La questione è al centro dell’attenzione dopo una sentenza della Corte di Cassazione che è stata chiamata a esprimersi su un ricorso contro un provvedimento con il quale si era deciso di assolvere l’imputato dal reato di molestie – ai danni del suo vicino di casa – per aver effettuato tante e continue telefonate mute a tutte le ore del giorno e della notte. Inizialmente, infatti, il giudice aveva ritenuto valido il principio della provocazione, ‘giustificando’ così le telefonate effettuate dall’uomo al suo vicino di casa per una sorta di vendetta. In sostanza, aveva valutato non punibile la situazione che si è creata come una reazione a uno stato d’ira provocato da un fatto considerato ingiusto, in questo caso i rumori e il fastidio prodotti dal vicino.

Il giudice aveva quindi ritenuto applicabile la norma proprio perché l’azione sarebbe in realtà stata una reazione provocata dalle molestie acustiche del vicino e dei suoi familiari: rumori di tacchi, porte sbattute, tapparelle alzate e abbassate a tutte le ore. L’interpretazione del giudice è stata quella di non limitare la reazione a una scriminante relativamente soltanto alla diffamazione, decidendo così di applicarla anche ad altre fattispecie. Il vicino di casa ha però contestato questa decisione, facendo ricorso in Cassazione.

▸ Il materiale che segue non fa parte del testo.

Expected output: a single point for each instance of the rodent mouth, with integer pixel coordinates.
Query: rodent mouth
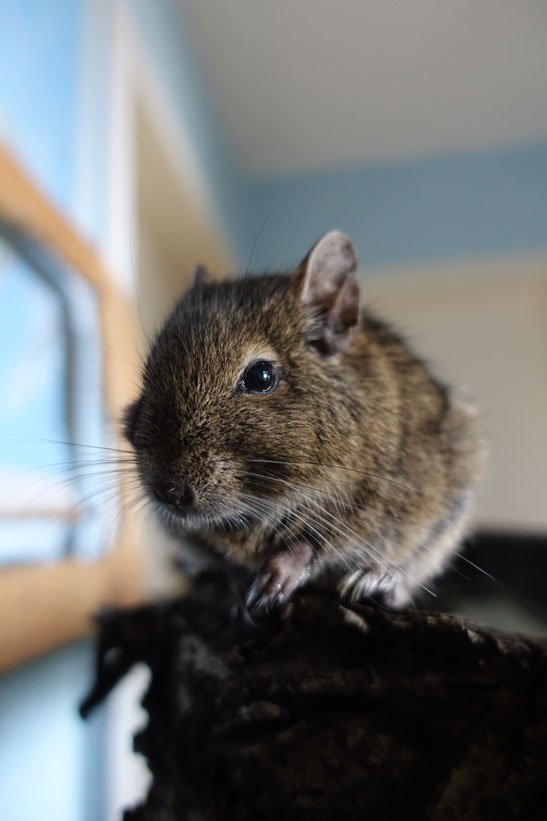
(192, 521)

Secondo la Cassazione il comportamento dell’imputato è invece qualificabile come molestia: così la precedente decisione è stata ribaltata. Il vicino di casa rumoroso non avrebbe commesso nessun illecito, non violando neanche il regolamento condominiale: anche per questo motivo la scriminante non sarebbe applicabile. Quindi la Cassazione ha accolto il ricorso, ribadendo come le conseguenze penali in casi come questo possano essere escluse solamente se si tratti di una reazione a una aggressione verbale con carattere diffamatorio.